Vandals used black paint to write slurs including “The Holocaust of the Jewish people is the biggest lie in history,” “Only 300,000 Jews died from typhus” and “Gas chambers were a fraud.”

View of Montevideo, Uruguay  (photo credit: ISRAELI EMBASSY IN MONTEVIDEO)
View of Montevideo, Uruguay
(photo credit: ISRAELI EMBASSY IN MONTEVIDEO)
RIO DE JANEIRO  — A Uruguayan Holocaust memorial rededicated last year was vandalized with antisemitic graffiti minimizing the Holocaust.
“They have vandalized us again. What’s going on?” Montevideo Mayor Carlos Varela tweeted along with photos of the vandalized memorial. “We call for sanity, tolerance and peace.”

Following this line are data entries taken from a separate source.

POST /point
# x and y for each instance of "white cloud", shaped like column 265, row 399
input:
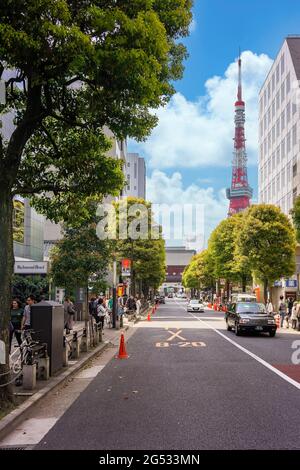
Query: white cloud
column 162, row 189
column 192, row 134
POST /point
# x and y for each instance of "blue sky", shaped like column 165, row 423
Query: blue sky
column 193, row 160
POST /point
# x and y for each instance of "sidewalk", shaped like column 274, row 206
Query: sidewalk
column 9, row 422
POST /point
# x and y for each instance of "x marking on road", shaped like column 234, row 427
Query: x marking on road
column 175, row 335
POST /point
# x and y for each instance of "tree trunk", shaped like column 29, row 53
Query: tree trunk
column 265, row 290
column 6, row 273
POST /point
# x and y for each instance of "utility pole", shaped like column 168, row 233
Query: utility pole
column 114, row 310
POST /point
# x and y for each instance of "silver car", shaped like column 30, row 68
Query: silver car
column 195, row 305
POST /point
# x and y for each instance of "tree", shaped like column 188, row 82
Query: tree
column 71, row 68
column 228, row 262
column 199, row 273
column 267, row 238
column 296, row 217
column 147, row 254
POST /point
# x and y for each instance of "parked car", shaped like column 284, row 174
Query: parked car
column 195, row 305
column 249, row 317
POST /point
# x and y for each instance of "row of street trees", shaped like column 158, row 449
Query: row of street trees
column 81, row 259
column 259, row 243
column 71, row 68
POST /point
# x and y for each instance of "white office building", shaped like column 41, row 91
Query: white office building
column 279, row 139
column 135, row 170
column 279, row 129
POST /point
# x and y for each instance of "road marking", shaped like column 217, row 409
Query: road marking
column 254, row 356
column 175, row 335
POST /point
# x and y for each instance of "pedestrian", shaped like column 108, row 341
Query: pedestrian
column 282, row 309
column 26, row 320
column 101, row 312
column 294, row 315
column 16, row 317
column 269, row 307
column 69, row 314
column 138, row 304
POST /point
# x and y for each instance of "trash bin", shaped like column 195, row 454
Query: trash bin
column 47, row 321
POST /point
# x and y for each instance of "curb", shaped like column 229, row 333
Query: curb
column 15, row 417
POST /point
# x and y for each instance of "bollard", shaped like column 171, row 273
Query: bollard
column 43, row 368
column 29, row 377
column 75, row 346
column 84, row 342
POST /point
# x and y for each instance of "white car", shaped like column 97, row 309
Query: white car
column 195, row 305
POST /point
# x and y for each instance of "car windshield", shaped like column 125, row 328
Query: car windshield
column 251, row 308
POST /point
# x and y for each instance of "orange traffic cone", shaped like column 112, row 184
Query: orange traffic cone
column 122, row 350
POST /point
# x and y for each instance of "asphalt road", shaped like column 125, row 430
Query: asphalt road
column 188, row 385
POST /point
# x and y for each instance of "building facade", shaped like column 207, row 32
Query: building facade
column 135, row 173
column 279, row 144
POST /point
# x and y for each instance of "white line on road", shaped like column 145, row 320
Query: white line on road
column 254, row 356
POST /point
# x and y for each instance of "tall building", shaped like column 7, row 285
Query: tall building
column 240, row 193
column 135, row 174
column 279, row 155
column 279, row 131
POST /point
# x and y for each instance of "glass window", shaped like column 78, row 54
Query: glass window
column 288, row 142
column 288, row 83
column 288, row 112
column 282, row 120
column 282, row 64
column 294, row 132
column 282, row 92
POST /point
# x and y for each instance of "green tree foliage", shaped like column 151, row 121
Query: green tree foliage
column 296, row 217
column 199, row 273
column 147, row 254
column 267, row 239
column 75, row 67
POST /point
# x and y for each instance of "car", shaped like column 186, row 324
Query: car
column 246, row 317
column 195, row 305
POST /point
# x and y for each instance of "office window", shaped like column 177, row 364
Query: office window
column 277, row 101
column 288, row 83
column 273, row 161
column 288, row 112
column 277, row 73
column 282, row 92
column 283, row 178
column 282, row 64
column 273, row 188
column 273, row 109
column 283, row 120
column 282, row 149
column 273, row 134
column 294, row 133
column 278, row 128
column 278, row 156
column 288, row 142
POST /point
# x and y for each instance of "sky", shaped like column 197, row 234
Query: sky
column 188, row 155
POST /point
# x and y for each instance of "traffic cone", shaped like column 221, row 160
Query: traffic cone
column 122, row 350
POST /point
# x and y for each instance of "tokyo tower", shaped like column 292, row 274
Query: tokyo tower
column 240, row 192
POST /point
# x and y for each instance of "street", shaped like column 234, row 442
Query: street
column 186, row 387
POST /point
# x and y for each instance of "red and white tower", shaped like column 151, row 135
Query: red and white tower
column 240, row 192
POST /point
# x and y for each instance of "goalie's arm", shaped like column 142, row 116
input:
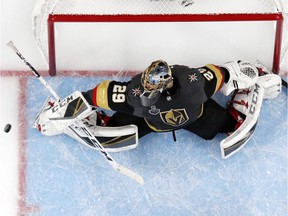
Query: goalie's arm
column 109, row 95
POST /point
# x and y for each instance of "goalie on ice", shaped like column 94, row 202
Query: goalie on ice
column 167, row 98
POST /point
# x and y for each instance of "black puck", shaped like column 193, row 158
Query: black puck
column 7, row 128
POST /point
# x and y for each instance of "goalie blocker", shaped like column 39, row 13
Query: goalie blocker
column 59, row 117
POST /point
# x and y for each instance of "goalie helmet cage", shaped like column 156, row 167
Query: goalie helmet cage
column 49, row 12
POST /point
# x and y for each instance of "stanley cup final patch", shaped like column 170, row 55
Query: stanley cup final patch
column 174, row 117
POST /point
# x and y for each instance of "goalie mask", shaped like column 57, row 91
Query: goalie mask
column 156, row 78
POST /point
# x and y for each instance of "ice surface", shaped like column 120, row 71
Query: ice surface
column 187, row 177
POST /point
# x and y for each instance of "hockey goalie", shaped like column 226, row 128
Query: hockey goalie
column 167, row 98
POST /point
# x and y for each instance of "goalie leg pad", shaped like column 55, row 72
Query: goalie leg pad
column 248, row 103
column 113, row 139
column 52, row 121
column 272, row 85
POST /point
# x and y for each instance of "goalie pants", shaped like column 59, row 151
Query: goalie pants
column 215, row 119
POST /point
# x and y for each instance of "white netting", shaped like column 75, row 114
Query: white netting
column 163, row 6
column 112, row 7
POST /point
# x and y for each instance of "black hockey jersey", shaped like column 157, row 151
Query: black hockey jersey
column 177, row 107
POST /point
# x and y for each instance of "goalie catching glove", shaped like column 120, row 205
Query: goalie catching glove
column 243, row 75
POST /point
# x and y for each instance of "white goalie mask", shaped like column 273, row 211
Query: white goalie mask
column 156, row 78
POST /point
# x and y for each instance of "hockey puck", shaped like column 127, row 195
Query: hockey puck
column 7, row 128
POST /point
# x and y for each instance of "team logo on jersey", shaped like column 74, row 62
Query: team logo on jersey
column 174, row 117
column 192, row 77
column 136, row 91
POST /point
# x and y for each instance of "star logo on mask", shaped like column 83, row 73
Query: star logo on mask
column 136, row 91
column 192, row 77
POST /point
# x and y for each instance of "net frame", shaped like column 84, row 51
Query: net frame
column 56, row 16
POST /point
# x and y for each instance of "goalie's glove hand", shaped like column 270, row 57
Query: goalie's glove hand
column 271, row 82
column 242, row 75
column 62, row 114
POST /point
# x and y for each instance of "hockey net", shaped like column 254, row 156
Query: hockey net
column 57, row 21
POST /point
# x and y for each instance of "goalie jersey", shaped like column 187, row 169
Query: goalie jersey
column 176, row 107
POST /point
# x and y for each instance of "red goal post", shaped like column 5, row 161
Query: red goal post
column 151, row 11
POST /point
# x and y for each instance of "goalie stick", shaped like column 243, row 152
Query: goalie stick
column 80, row 125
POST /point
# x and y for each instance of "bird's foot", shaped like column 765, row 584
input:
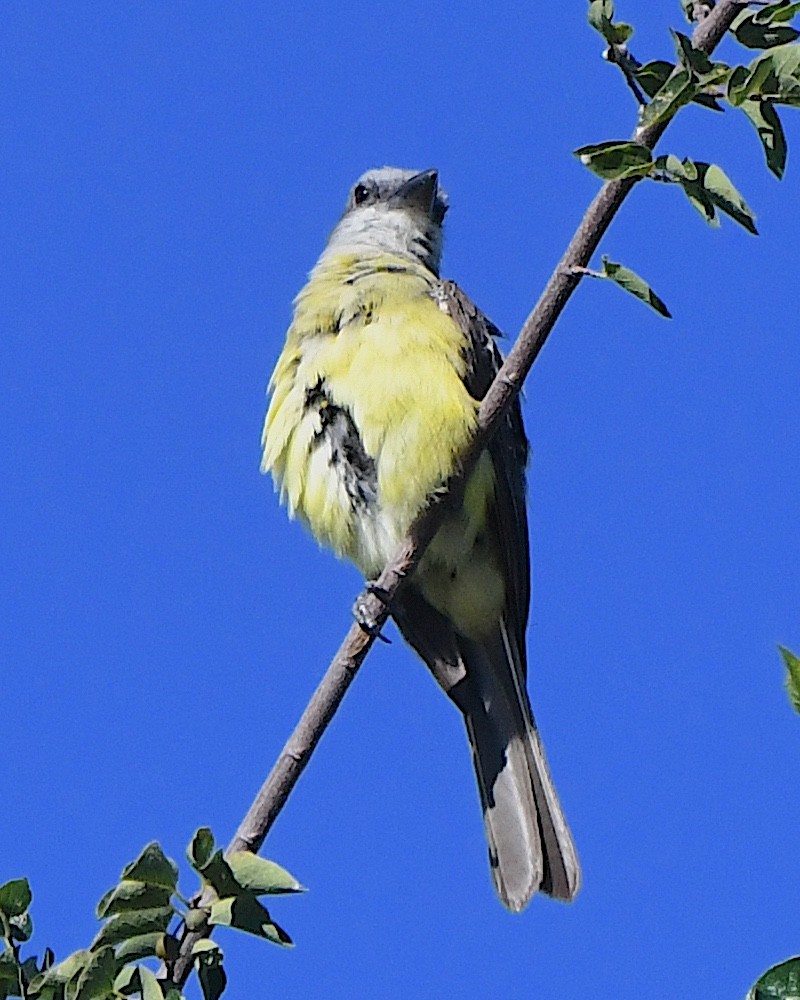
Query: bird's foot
column 365, row 619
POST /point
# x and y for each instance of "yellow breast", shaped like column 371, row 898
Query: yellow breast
column 369, row 413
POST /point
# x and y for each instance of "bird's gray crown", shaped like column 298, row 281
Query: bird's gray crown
column 393, row 211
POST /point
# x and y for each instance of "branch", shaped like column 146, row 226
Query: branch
column 326, row 699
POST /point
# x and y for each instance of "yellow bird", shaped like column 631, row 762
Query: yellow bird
column 373, row 400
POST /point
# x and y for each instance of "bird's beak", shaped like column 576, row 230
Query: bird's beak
column 419, row 192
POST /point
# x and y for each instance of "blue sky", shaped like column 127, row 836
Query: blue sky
column 172, row 171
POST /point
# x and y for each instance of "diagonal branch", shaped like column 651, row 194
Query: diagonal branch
column 326, row 699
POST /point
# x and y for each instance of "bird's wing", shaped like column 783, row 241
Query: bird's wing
column 508, row 449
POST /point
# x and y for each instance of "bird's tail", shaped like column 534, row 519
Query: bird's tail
column 530, row 845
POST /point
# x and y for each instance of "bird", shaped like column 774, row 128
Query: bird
column 372, row 402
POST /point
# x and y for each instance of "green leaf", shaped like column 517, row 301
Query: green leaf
column 708, row 188
column 141, row 946
column 138, row 979
column 151, row 988
column 21, row 927
column 201, row 848
column 15, row 897
column 131, row 924
column 792, row 676
column 69, row 969
column 208, row 961
column 691, row 58
column 673, row 95
column 781, row 982
column 601, row 18
column 725, row 196
column 737, row 85
column 217, row 873
column 601, row 13
column 96, row 980
column 245, row 913
column 653, row 75
column 9, row 973
column 261, row 876
column 774, row 75
column 129, row 895
column 755, row 34
column 196, row 919
column 632, row 283
column 154, row 868
column 616, row 160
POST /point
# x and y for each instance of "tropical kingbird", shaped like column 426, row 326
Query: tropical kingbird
column 373, row 400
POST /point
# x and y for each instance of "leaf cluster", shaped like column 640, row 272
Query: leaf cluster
column 771, row 79
column 137, row 913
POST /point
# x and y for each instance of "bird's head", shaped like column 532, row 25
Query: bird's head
column 394, row 211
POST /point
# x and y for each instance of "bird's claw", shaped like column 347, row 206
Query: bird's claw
column 364, row 617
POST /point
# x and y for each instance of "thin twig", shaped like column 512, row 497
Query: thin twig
column 326, row 699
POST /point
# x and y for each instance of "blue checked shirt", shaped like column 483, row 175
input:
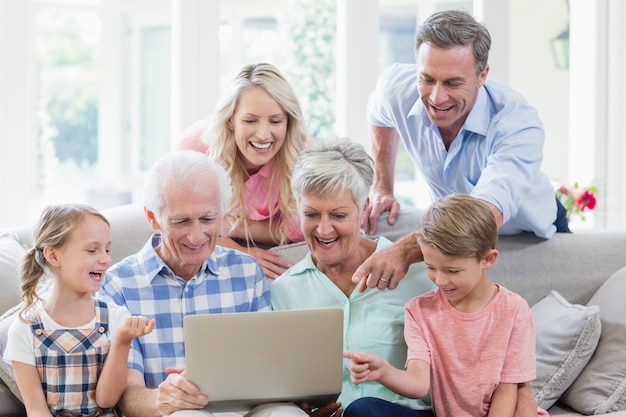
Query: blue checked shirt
column 229, row 281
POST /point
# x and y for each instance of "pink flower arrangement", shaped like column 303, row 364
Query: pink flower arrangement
column 576, row 200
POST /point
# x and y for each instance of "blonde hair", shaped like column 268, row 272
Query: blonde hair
column 54, row 228
column 459, row 225
column 223, row 149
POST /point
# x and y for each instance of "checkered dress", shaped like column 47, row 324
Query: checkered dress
column 69, row 362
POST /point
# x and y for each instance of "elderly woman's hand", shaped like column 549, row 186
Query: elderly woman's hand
column 332, row 409
column 386, row 268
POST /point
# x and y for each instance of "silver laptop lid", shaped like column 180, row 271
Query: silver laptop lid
column 241, row 360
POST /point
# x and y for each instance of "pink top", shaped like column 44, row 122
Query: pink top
column 257, row 197
column 257, row 194
column 471, row 353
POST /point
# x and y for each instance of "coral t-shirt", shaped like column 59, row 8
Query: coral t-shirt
column 471, row 353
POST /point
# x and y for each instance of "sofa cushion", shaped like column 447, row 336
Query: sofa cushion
column 11, row 253
column 567, row 335
column 601, row 387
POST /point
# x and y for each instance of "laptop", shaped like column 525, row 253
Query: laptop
column 241, row 360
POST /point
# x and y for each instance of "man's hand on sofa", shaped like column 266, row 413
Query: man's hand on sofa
column 177, row 393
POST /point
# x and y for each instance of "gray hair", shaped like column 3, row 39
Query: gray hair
column 181, row 168
column 456, row 28
column 331, row 165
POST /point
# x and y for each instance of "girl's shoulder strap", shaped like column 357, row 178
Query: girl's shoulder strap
column 102, row 315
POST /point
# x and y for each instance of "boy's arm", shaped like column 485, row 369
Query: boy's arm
column 29, row 384
column 111, row 382
column 412, row 383
column 503, row 401
column 526, row 404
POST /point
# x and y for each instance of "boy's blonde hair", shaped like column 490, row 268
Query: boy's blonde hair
column 54, row 228
column 459, row 225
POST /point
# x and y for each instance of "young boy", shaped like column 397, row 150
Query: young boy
column 470, row 342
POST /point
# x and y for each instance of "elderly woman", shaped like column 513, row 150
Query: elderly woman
column 331, row 182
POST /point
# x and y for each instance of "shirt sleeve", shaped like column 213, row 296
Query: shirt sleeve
column 515, row 145
column 379, row 112
column 19, row 346
column 519, row 365
column 413, row 333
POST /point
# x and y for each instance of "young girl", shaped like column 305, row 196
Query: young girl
column 256, row 133
column 471, row 342
column 69, row 352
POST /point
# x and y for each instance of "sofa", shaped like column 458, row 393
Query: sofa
column 574, row 283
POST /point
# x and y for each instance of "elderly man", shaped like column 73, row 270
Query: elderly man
column 181, row 271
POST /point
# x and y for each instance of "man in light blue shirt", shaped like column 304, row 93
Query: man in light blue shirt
column 464, row 133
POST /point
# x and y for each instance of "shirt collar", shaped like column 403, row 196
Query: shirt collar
column 154, row 265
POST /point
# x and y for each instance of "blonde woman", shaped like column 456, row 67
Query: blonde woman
column 256, row 133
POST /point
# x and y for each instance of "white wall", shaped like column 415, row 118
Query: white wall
column 533, row 72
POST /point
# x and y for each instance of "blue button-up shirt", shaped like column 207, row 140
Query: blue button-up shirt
column 496, row 156
column 229, row 281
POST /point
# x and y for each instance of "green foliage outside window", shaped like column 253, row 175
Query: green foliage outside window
column 311, row 31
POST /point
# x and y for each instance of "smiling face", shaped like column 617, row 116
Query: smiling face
column 259, row 125
column 331, row 227
column 189, row 224
column 81, row 262
column 463, row 281
column 448, row 85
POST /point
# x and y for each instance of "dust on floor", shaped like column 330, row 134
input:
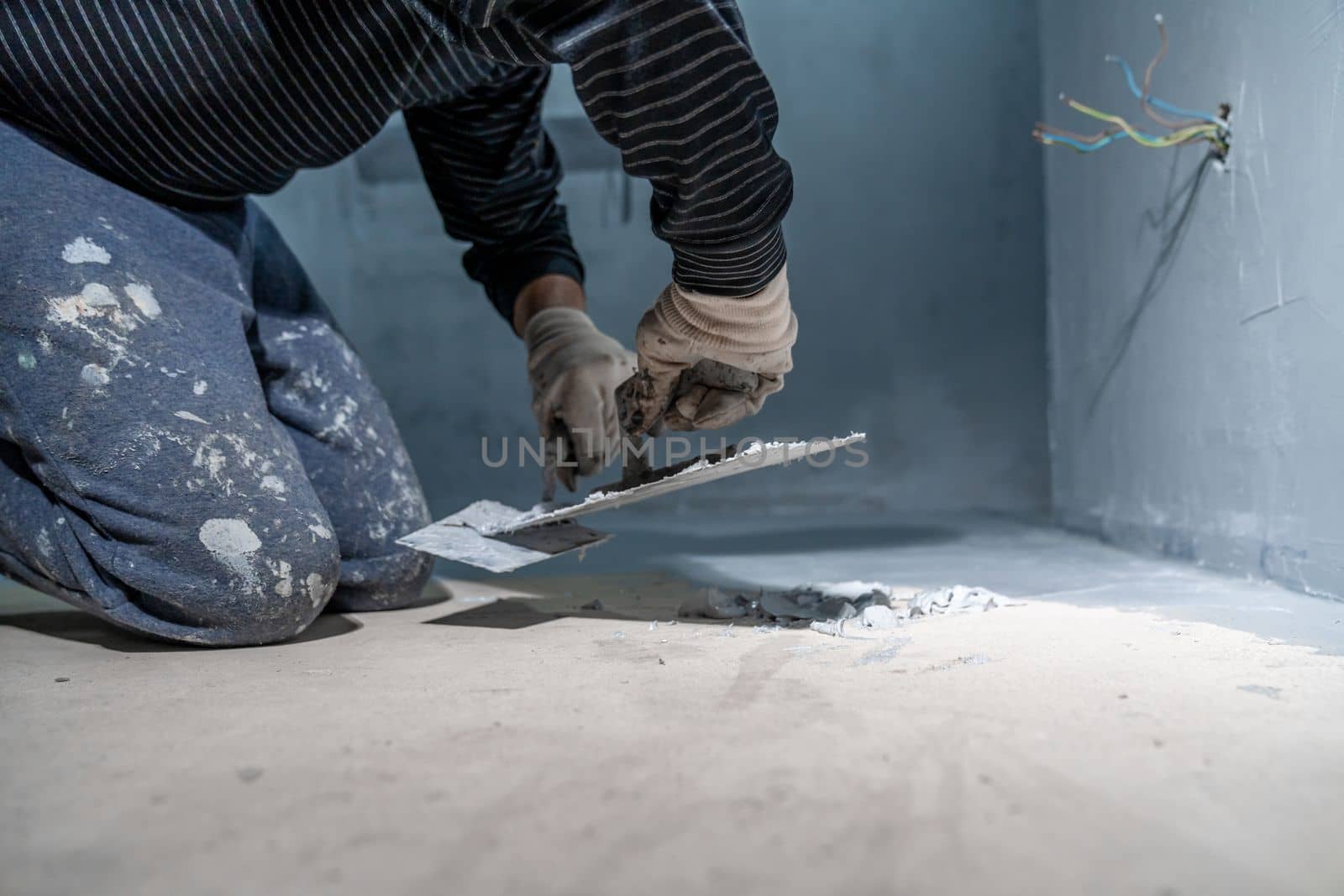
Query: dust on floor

Unveiled in 1994, the site in the country’s capital Montevideo has been hit several times in recent years by anti-Semitic vandalism, but this time has been the most severe with the graffiti taking up a larger area of the memorial, reported El Pais newspaper.
Vandals used black paint to write slurs including “The Holocaust of the Jewish people is the biggest lie in history,” “Only 300,000 Jews died from typhus” and “Gas chambers were a fraud.”
In 2016, the Israelite Central Committee, the country’s umbrella Jewish organization, funded the latest restoration, which included lights and staircases.
“We repudiate the antisemitic graffiti with concepts that deny the Holocaust of the Jewish people. The monument is a memory exercise to never forget the criminal regime that pursued and systematically murdered six million Jews for the only fact of their existence,” read a statement released by the committee.
“Today, our pain is large and we are ashamed before the survivors of the massacre that are still among us, their children, grandchildren and all the Jewish people. Our country, which is democratic and pluralistic, the melting pot of cultures, does not deserve such atrocities.”
Last month, an evangelical Christian pastor from Uruguay fulfilled his promise to plant 1,000 trees in the Jewish state.
In March, Uruguayan Jews paid tribute to the memory of David Fremd, a 55-year-old businessman who was stabbed to death by a Muslim convert a year earlier in the small town of Paysandu. The killer reportedly yelled “God is great” in Arabic and later declared that he “followed Allah’s order.”
Uruguay is home to some 12,000 Jews, according to the Latin American Jewish Congress. It was the first country in South America to officially recognize Israel.